Я прохожу мимо худого. Не видя меня, он бормочет из-под «заклепки»:
– Разжились на мясцо, – улыбается во все зубы. Они у него неожиданно белые и крупные.
– Дай Боже, улову! – крестился безногий. – Деньга́ будет.
– Надоив! – говорит дед Иван. – Надоив ты: все о грошах!
Я пробую волосы запястьем. Мне кажется, они плывут вместе с зноем. Потом оглядываюсь на безногого.
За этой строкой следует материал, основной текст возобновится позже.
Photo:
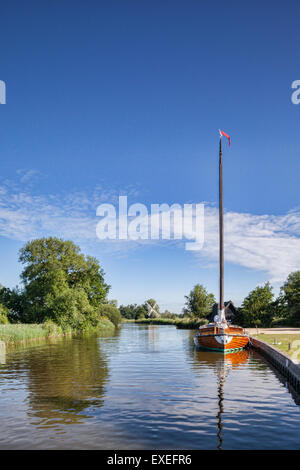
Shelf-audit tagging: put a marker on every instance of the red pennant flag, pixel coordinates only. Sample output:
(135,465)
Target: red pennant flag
(225,135)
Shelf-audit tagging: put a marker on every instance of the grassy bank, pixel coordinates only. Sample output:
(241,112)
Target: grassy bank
(289,343)
(21,333)
(179,323)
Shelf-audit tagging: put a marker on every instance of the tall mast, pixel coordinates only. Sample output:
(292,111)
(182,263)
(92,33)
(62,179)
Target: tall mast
(221,233)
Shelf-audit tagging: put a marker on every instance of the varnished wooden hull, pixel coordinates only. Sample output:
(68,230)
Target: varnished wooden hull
(228,340)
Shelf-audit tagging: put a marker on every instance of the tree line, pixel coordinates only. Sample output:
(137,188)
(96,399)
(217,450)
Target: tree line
(59,284)
(259,308)
(62,285)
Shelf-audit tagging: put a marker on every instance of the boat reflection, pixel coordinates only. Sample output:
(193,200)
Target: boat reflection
(221,364)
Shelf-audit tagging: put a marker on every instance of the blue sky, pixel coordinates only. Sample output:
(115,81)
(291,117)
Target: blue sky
(126,97)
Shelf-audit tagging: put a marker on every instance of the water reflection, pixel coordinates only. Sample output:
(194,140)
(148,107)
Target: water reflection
(147,387)
(63,379)
(222,365)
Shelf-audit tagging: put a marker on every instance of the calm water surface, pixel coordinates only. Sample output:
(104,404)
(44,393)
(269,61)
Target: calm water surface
(144,388)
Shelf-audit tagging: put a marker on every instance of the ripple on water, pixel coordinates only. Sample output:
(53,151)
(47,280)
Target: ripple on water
(145,387)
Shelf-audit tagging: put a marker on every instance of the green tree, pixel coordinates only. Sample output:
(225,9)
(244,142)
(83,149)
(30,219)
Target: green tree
(111,312)
(4,312)
(133,311)
(256,309)
(290,298)
(59,283)
(154,305)
(199,302)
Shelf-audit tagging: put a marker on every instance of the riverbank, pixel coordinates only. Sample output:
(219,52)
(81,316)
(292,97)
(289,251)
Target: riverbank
(11,334)
(184,323)
(288,343)
(288,365)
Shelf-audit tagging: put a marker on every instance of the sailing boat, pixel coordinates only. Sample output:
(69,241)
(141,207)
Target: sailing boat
(219,335)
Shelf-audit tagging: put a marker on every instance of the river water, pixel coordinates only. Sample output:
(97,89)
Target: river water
(144,388)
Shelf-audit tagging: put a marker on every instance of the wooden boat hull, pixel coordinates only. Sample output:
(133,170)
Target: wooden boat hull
(221,342)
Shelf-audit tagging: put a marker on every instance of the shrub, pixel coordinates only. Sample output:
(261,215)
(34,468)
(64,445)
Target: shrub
(111,312)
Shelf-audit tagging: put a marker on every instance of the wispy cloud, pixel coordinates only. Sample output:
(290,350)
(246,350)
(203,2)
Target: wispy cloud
(269,243)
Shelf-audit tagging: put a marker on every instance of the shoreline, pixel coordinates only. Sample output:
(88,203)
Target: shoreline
(24,333)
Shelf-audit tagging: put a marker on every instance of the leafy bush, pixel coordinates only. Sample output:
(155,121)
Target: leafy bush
(111,312)
(4,312)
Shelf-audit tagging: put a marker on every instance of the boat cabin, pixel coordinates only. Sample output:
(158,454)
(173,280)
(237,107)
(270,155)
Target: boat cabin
(230,312)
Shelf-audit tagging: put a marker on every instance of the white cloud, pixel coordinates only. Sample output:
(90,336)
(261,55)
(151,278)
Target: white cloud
(268,243)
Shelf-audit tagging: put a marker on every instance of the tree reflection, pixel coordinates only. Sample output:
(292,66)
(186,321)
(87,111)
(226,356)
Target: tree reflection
(64,379)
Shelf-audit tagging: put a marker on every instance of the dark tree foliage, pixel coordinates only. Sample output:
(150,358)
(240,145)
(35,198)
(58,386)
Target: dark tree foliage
(59,283)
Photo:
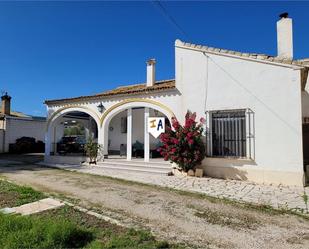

С ногами это был бы статный и пригожий славянин, совсем без следов татарской крови.
– Ваныч, я ж с собой вожу треноги, хлопцы сварили, – говорит безногий. – А ты все сучья под распорки. Сгорят когда-нибудь, уроним посуду.
– На хрена попу гармонь, когда есть кадило. – Дед Иван вздергивает подбородок. – У мэнэ ны сгорять.
Дед Иван споро разделывает горлиц, а я все стремлюсь рассмотреть пламя. Какого же оно цвета?..
Я пропах мятой – странный запах у тех кустов.
– Поднови костер, – велит дед Иван.
3
Перепела отдают рыбой и раками – это из-за кастрюли. Дед Иван сгорбился над ней, скрестив ноги. Безногий примостился на боку, худой улегся на животе, выставив стаканчик. Дед Иван смахивает с ладоней ломтики лука и разматывает тельник – там бутыль литра на полтора. Сине взбалтывается жидкость: спирт.
– Не угодно ли прохладительного? – На лице безногого восторженность.
– Поваляемся в пиве и табаке, – с задушевностью заявляет дед Иван. – Вот теперь времечко не теснит. Это, братки, чин дня. – Он заботливо прижимает бутыль к животу: спирта в ней на одну треть, не больше.
– Праздничный благовест! – говорит на журчанье спирта безногий. – Эх, сводня ты, бутылка!
Худой почесывает щетину: «Где ж тут пиво? Пиво там, а городе, по бочкам».
– Тоби после мэнэ. – Дед Иван говорит мне так, потому что стаканчиков всего три.
– Не буду, – говорю я. Может быть, я и выпил бы, но от жары сам запах спирта или водки несносен. В этот момент я впервые ощущаю, как душно и голо в степи. Насколько хватает глаз, горячий воздух ломает очертания предметов. В этой неверности воздуха то пропадают, то возникают зыбкие силуэты птиц. Они вспархивают над жнивьем – здесь воздух особенно изломан, – набирают высоту; изменяя направление, вдруг истаивают в бесцветном мареве.
– Нежные, – говорит дед Иван на кастрюлю.
Кастрюля раскалена, а пар над ней не заметен.
– А ты что ж насчет перепелов? – спрашивает безногий худого.
– Глазом-то беру, а нутро не принимает.
– Эх ты, щекотало! – подает голос дед Иван.
– С похмелья и обмилует «синий глаз». – Безногий растирает ладонями пот по шее.
– Не мясо из магазина, – одобрительно ворчит дед Иван. – Жуешь и соображаешь: чи кожаная обивка дивана, чи шо другое.
– Выпей, – предлагает мне безногий. – Живо обмилует.
– Не пью.
– Не пьет только Христос и телеграфный столб. – Безногий довольно мотает головой.
– Чай роспарэ, – «синий глаз» взбодрит, – с назиданием говорит дед Иван.
Прежде чем опрокинуть стаканчик, безногий с чувством выговаривает:
– Эх, «синий глаз», поцелуй хоть раз! – и выпячивает губы навстречу стаканчику.
– Пьянственная страсть у тоби до «синего глаза», – говорит дед Иван.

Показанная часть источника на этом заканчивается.